Note: it's not the University of Chicago. Which is too bad, because in one of the Indiana Jones movies, I'm pretty sure he taught archaeology at U of C. House went to Hopkins and then Michigan; they haven't revealed where the Scrubs people went to school, but it seems Californiform; and I honestly don't care where the one PA I've ever seen on TV went. That's about when ER started sucking.

b) So, why this school specifically?

I already pointed out the diversity of programs, which means not everyone I meet will be doing what I'm doing; I consider this to have been one of my not-so-secret weapons last year in Post-Bac. The facilities are crazy good; wi-fi building, digital projectors, and the best anatomy lab I've ever seen, for serious. There's a flat screen monitor and one of those goo-resistant keyboards like at oil change joints mounted on a bracket above each and every dead body. There's a decent fitness center, and a pimpin' fake office with fake exam rooms, used for fake exams of fake patients. See how my theatre training is going to be useful? Mm-hmm.

Airfare to Chicago is pretty cheap; it's like taking an even more inconvenient bus, really. And I like that the degree my school offers is the Master of PA Practice, which is far cooler than the standard Master of PA Studies. I mean really; I don't want a graduate degree in studying something, I want a graduate degree in doing it. (For the record, the only other school I know of that offers a cooler-sounding PA degree is Yale, which awards the Master of Medical Science. Swanky!)

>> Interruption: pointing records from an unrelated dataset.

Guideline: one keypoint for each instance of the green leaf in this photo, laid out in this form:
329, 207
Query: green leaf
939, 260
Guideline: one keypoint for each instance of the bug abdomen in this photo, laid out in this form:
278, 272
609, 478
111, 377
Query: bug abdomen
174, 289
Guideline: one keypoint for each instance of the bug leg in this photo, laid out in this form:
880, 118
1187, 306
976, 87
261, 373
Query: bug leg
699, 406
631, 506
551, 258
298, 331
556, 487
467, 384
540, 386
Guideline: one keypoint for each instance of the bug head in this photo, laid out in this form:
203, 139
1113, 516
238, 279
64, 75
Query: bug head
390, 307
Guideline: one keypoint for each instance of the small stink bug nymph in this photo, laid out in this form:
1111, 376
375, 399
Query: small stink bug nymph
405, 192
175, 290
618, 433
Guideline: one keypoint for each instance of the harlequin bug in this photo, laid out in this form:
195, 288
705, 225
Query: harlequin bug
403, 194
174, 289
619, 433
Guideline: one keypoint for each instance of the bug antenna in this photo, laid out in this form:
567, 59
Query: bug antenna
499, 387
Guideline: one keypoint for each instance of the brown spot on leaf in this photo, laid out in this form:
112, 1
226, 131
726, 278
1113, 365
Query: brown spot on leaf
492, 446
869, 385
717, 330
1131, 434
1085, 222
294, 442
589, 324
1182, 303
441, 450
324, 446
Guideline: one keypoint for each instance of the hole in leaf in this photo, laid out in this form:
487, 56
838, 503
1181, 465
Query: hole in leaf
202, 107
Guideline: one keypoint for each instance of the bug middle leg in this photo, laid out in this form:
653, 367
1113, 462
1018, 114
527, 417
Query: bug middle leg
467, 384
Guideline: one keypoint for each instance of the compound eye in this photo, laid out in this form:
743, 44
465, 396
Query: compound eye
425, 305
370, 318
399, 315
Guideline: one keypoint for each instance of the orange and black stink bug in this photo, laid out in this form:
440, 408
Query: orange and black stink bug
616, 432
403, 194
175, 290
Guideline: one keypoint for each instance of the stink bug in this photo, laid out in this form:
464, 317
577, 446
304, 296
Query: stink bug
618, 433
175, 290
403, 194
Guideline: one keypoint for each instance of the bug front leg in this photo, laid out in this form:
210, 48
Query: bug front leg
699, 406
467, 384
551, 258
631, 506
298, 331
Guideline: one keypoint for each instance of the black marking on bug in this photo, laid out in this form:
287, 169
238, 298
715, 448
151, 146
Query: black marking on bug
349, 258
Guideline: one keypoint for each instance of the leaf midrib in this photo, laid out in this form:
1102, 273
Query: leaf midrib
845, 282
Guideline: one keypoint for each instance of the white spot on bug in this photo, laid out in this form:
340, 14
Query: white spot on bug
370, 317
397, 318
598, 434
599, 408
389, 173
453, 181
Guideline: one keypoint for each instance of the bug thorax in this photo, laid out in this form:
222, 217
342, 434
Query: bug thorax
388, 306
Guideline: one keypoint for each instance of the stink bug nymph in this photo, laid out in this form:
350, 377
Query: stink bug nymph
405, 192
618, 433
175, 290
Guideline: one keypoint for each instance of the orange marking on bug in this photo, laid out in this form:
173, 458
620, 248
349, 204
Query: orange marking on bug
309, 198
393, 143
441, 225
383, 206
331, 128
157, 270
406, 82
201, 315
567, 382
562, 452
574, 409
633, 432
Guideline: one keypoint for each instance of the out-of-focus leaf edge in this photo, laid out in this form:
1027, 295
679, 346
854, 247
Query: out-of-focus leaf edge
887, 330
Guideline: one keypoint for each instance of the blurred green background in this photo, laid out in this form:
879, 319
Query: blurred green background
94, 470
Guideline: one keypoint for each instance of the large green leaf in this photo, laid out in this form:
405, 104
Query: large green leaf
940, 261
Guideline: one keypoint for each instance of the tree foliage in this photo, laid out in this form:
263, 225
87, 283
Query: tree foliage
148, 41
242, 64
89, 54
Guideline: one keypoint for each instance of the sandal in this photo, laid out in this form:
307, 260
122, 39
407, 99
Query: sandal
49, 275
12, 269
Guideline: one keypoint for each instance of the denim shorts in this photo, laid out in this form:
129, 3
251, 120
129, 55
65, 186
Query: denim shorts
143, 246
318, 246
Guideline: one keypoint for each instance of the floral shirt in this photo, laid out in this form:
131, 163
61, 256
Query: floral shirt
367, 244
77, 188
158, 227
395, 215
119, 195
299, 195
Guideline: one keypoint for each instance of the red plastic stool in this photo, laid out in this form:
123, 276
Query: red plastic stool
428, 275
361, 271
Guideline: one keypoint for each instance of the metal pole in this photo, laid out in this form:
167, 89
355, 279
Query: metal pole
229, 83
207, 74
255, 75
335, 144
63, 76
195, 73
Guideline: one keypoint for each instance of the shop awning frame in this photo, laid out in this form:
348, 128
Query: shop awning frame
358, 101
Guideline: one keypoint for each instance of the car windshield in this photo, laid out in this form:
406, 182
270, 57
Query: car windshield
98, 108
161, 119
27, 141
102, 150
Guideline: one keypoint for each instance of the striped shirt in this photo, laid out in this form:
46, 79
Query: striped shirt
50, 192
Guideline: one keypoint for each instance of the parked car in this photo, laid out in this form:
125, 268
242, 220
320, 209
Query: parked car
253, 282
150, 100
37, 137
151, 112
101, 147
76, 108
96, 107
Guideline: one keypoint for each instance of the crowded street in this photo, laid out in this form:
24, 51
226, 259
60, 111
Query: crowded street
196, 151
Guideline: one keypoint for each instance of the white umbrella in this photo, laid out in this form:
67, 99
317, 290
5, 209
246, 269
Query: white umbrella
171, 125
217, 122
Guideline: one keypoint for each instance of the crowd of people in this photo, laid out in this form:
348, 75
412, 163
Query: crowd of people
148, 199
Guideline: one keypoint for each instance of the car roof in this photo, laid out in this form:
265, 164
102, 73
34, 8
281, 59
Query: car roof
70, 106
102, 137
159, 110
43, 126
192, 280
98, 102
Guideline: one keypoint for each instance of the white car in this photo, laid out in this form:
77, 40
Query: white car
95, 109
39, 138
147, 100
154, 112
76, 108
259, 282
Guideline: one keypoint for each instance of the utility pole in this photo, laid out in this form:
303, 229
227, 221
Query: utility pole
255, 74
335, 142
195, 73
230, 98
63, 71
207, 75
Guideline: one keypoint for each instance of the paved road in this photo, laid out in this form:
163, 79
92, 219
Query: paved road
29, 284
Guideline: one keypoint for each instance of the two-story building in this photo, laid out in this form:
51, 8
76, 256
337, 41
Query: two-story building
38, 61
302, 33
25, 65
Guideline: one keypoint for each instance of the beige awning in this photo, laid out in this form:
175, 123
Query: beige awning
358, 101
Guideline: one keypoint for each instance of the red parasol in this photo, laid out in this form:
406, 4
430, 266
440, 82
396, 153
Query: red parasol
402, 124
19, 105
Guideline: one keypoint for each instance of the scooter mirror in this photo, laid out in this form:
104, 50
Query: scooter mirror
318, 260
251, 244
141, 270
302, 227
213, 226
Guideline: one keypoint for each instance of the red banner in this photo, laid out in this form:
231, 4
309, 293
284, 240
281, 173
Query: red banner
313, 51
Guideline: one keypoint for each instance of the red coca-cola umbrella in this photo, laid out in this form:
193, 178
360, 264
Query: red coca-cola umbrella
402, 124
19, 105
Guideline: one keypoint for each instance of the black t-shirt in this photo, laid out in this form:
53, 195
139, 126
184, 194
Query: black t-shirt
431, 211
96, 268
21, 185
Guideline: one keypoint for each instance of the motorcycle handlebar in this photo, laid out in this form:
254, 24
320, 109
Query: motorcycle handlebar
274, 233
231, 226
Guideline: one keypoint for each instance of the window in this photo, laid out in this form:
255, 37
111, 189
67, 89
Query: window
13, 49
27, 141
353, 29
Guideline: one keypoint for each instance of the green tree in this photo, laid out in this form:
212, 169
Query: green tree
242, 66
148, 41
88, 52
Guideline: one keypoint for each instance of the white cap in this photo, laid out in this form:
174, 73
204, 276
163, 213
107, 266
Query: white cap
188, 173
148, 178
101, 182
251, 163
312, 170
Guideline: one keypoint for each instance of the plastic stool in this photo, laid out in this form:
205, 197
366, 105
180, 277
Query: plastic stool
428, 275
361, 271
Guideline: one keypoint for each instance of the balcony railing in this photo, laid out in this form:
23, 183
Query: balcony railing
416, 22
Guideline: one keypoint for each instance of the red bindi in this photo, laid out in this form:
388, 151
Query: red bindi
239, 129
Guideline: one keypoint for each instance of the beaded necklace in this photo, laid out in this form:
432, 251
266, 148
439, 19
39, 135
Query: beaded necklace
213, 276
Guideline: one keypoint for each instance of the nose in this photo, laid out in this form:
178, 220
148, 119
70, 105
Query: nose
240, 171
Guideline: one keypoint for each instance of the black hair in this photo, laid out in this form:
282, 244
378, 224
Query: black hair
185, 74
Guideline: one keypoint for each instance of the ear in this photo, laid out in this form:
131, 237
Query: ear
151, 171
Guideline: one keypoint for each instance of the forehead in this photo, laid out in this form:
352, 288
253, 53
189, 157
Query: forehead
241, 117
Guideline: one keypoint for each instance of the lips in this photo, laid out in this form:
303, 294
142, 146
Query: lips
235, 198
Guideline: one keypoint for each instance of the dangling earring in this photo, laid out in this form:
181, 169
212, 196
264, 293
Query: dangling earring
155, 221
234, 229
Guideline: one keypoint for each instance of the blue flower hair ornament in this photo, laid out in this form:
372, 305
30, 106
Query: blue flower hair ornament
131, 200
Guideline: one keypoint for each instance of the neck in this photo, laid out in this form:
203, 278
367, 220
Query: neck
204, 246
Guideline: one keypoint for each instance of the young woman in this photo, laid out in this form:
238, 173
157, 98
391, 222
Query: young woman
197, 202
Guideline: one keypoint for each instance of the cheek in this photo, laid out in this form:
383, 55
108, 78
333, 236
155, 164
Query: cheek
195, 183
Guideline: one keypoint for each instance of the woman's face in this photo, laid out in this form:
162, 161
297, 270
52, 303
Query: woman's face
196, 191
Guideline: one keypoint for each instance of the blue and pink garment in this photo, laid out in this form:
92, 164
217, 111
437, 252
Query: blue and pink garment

Okay, enough for now. I'm gonna wear a white coat (sometimes). I'm gonna make (fairly) decent cash. I'm gonna heeeeeeeal the sick. I'm gonna play golf.

In fact, I'm gonna play golf right now. The digital character that sorta looks like me will be trying to make the cut at Pebble Beach this afternoon. Wish him luck.

Sunday, November 12, 2006

something to ponder

You know the commercial for Monster.com, where all the people are grooving and happy while ELO's "Do Ya" cranks on the soundtrack? Here's a potentially deep question for you:

Are these people happy because thanks to Monster, they're at work at their perfect job? As in, check out this huge pile of pink foam peanuts in the back of my moving truck! I'm totally going to jump in it! or I love, love, love this orange cardboard tube, and it makes me strut like a dancin' fool! Woooo!

Or, are they happy because thanks to Monster, they just found the perfect job, and they're about to leave the crappy job they work at now? As in, I am totally going to ride my bike around the gallery! Take that, you dicks! or I am so totally done with this stupid road construction, I am going to give the garbage man that hug he's been craving!